Bill
tiene dos amigos pintores: Daniel y Steve, el primero pinta
serenidades y el segundo intimidades. Daniel es un pintor que salpica con óleo sombrillas marineras, playas luminosas, porches de casas apetecibles y estacionales. Steve muestra cuerpos de mujeres y niños, escorzos casi eróticos envueltos en gasas y linos inmaculados. Bill no domina la pintura, lo que
realmente transita su gusto y sentimiento es la danza, ese movimiento prehistórico al que se le han añadido multitud de matices a lo largo de la Evolución humana: los primates balanceándose ante
una resolución tribal; los danzarines de Creta jugando con el toro; los actores
que, dejando atrás el cine mudo, patalean sobre charcos de manguera en decorados un tanto
kitsch; las mujeres fatales mostrando sus medias, adornando piernas infinitas, a ritmo de jazz; los jóvenes de la rive gauche, manteniendo
el equilibrio a orillas del Sena en tiempos de postguerra; las parejas desesperadas en la
gran depresión, moviéndose al borde del desmayo. ¡Danzad, danzad, malditos!

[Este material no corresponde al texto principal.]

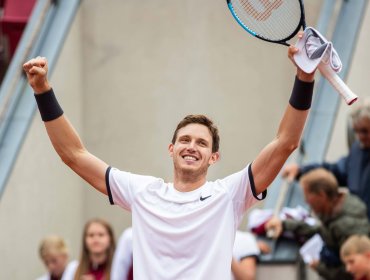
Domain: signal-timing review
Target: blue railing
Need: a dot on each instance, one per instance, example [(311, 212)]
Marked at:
[(44, 34)]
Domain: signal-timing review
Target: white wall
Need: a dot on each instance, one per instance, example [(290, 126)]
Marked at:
[(124, 80)]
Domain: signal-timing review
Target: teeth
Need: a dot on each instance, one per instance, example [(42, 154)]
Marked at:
[(190, 158)]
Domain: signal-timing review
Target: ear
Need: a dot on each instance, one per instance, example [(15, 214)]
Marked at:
[(214, 158), (170, 149)]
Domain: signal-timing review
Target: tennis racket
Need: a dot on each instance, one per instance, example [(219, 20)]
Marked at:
[(278, 21)]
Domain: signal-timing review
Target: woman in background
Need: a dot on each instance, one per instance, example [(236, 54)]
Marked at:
[(97, 251), (54, 253)]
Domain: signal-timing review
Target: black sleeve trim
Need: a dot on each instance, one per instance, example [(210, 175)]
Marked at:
[(249, 256), (107, 185), (253, 187), (301, 97)]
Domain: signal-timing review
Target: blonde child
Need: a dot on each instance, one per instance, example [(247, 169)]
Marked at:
[(355, 253)]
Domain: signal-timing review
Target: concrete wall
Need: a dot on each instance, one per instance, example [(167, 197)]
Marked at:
[(42, 196), (128, 73)]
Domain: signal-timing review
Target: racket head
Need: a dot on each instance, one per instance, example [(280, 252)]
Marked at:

Las dos novias de Steve, se llaman Leda y Salomé, esta última, hija del lobo, abandonó afortunadamente su
inveterada costumbre de pedir siempre la cabeza del Bautista, y depurada su manía,
baila sólo por placer y para que su querido Steve la pinte sensual y liviana,
con esas telas tan etéreas que la rodean, al borde del mar, que es donde le
gusta pintar a las mujeres a Steve, el amigo de Bill.

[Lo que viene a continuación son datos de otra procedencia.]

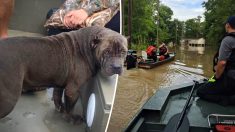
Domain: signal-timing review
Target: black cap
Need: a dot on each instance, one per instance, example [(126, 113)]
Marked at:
[(231, 21)]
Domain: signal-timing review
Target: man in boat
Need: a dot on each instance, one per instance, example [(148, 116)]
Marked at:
[(221, 88), (152, 52), (163, 52)]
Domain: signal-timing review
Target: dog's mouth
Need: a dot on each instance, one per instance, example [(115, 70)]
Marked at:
[(111, 70)]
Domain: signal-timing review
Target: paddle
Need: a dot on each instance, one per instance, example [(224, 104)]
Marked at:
[(179, 122)]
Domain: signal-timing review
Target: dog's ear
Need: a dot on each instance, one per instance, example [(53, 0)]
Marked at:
[(96, 41)]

Hay ocasiones en que a Salomé se le pide que se quede quieta, así, con la mirada perdida en algún pasado remoto, sentada al borde del lecho. El salto de cama carmesí se adapta a las curvas de su carne, envuelve su cuerpo, cae como un telón al final de la representación teatral. Cuando esto sucede, Steve establece una asociación de ideas entre su novia Salomé, el cuadro Herodías y su hija de Ernest Lee Major, la actriz Lili Marberg y quizá, también, con el cuadro pintado por Paul Delaroche.
Leda es más
mundana, más cosmopolita, se deja hundir en los sillones de los museos y
siempre escoge el cuadro debajo del cual va a posar la mirada algún joven absorto
y sorprendido, observador que siente confundir su perspectiva. Leda es
exquisita en sus gustos, luce llamativos gemelos que sobresalen de las mangas
mil rayas de sus trajes a medida, vestidos haute couture, chaquetas con botones
de oro que encierran en su circunferencia escudos de armas diseñados por la
propia Leda, camisas entalladas con puños y cuello de encaje, que a Daniel, su
esposo, siempre le recuerdan la bocamanga de un espadachín: Scaramouche o quizá
Henri de Lagardère. Leda baila y coquetea con sus amigos en los atardeceres de la costa azul, luciendo pantalones de lino egipcio y camisolas de algodón escocés, contoneándose y girando como el cuello de un cisne. Su
marido la observa impasible y no siente nada, la observa bajo la lluvia, cuando regresa en
su jaguar versión e type a horas intempestivas, en las mediodías tórridas del caldoso Mediterráneo
dormitando sobre la cubierta del concept yatcht de unos conocidos, en la tibieza
del fin del Verano cuando el sol del atardecer convierte la arena de la playa en espejo, en los azules prístinos del inmenso cielo catábrico…
Bill y
Daniel tuvieron un affaire cuando eran más jóvenes. Se conocieron en Portugal
en un salón de baile, Daniel se pintaba los labios subido en unos maletones de piel ajada, mientras aguardaba el siguiente tema musical. Bailaban con señoras de
postín, con arrabaleras de la morna, con mulatas de Cabo Verde que sentían
saudade por estar lejos de su tierra natal. El calor incendiaba la selva y el
reflejo de las llamas daba un toque salvaje a su mirada.